ANKARA, Turkey (Kurdistan 24) - A Turkish court in Ankara remanded the jailed pro-Kurdish Peoples’ Democratic Party (HDP) Co-leader Selahattin Demirtas on Thursday for two more months in the first hearing of his case, 399 days after his arrest.
A Criminal Court judge ruled that Demirtas should remain imprisoned until the next hearing on February 14, 2018, reported a Kurdistan 24 correspondent in the Turkish capital.
Prosecutors have asked up to 142 years in prison for Demirtas whom President Recep Tayyip Erdogan's government accuses of terrorism and separatism.
He has also been charged with insulting the Turkish republic and Erdogan.
Held at a supermax prison since November 2016 when a massive ongoing state crackdown on HDP began resulting in the continued detention of nine lawmakers, over 80 mayors, and seven thousand members, Demirtas was not allowed to appear in the Ankara court.
He refused to participate in the hearing via video conference.
Authorities banned all demonstrations across Ankara as police stopped buses carrying people from various parts of the country at the entrance of the capital.
"Most of the indictment includes press releases, speeches at conferences, panels and similar legal and political activities," a statement on HDP website read.
Following Demirtas's case, other HDP lawmakers, international observers, human rights groups, and Western politicians, activists, and diplomats from the UK and Northern Ireland, France, Greece, Italy, Germany, Sweden, Norway, and Denmark were barred from attending the session, his party said.

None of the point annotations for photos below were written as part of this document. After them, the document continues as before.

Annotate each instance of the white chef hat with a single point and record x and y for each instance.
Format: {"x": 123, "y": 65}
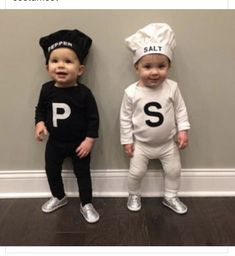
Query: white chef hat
{"x": 153, "y": 38}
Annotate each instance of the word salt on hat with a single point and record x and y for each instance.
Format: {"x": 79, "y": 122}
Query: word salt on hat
{"x": 76, "y": 40}
{"x": 155, "y": 38}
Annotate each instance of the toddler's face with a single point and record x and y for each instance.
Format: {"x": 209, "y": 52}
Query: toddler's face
{"x": 152, "y": 69}
{"x": 64, "y": 67}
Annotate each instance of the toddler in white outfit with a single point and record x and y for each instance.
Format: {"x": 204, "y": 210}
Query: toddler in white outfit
{"x": 152, "y": 113}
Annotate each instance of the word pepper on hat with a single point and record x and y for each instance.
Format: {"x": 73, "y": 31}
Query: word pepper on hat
{"x": 76, "y": 40}
{"x": 151, "y": 39}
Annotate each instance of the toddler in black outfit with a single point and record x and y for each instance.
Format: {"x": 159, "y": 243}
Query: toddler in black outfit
{"x": 68, "y": 111}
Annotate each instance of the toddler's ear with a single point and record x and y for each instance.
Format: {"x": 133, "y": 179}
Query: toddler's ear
{"x": 81, "y": 70}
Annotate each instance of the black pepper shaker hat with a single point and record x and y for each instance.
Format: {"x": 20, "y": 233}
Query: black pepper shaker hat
{"x": 79, "y": 42}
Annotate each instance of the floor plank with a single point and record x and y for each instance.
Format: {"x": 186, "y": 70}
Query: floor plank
{"x": 209, "y": 221}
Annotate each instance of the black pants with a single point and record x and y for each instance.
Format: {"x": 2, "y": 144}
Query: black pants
{"x": 55, "y": 154}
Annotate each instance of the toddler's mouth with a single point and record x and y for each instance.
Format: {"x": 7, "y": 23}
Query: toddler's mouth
{"x": 61, "y": 73}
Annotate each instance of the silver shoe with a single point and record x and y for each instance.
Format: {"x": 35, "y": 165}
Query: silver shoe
{"x": 175, "y": 204}
{"x": 53, "y": 204}
{"x": 134, "y": 202}
{"x": 89, "y": 213}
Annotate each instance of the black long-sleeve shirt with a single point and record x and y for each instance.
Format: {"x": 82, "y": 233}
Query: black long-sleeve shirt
{"x": 70, "y": 114}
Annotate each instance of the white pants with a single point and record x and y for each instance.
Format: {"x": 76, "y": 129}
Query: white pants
{"x": 169, "y": 156}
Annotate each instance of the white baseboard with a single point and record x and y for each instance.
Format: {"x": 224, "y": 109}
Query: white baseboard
{"x": 113, "y": 183}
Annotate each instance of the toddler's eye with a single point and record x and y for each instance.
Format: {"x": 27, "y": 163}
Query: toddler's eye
{"x": 147, "y": 66}
{"x": 53, "y": 60}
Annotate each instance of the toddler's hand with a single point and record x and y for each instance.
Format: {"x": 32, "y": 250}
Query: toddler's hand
{"x": 40, "y": 131}
{"x": 129, "y": 149}
{"x": 85, "y": 147}
{"x": 182, "y": 139}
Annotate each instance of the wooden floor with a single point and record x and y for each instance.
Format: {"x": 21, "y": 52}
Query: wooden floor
{"x": 209, "y": 221}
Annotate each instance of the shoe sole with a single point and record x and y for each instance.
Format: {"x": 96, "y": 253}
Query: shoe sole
{"x": 134, "y": 209}
{"x": 165, "y": 204}
{"x": 56, "y": 208}
{"x": 88, "y": 219}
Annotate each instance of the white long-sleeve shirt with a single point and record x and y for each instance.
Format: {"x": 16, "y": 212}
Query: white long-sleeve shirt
{"x": 152, "y": 115}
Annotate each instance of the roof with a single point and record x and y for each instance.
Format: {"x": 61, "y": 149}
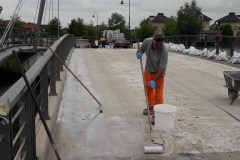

"International observers banned from court today again. Unfortunately, we were turned away for the second day in a row," tweeted Northern Irish Sinn Fein MP Paul Maskey.
Over 1,250 lawyers, heads of bar associations across the Kurdish region of Turkey signed up to defend Demirtas, himself a former human rights lawyer.
Yildiz Imrek, one of Demirtas's lawyers, said all the accusations against her client were based on political statements he had made which she argued were within the protection of the right to free speech.
"This trial cannot be deemed separate from the Kurdish cause. HDP gave hope to the masses. The ruling party is in a revanchist manner instrumentalizing judiciary to take on the HDP," Aydin Erdogan, another lawyer told the court.
Demirtas's success of garnering the support of 13 percent of voters in June 2015 parliamentary elections cost the President's Justice and Development Party (AKP) a mandate to form a single-party government for the first time since its coming to power in 2003.
Out of 59 HDP MPs that made to the Turkish Parliament in the snap November elections of 2016, five have so far been ousted from the assembly.
The charismatic Kurdish leader has described his detention as "being a hostage" to Erdogan's plan of "forging a one-man rule" in the country.
Erdogan has called him a "terrorist" and alleged HDP is a political front for the banned Kurdistan Workers' Party (PKK) with which his government held peace negotiations until mid-2015.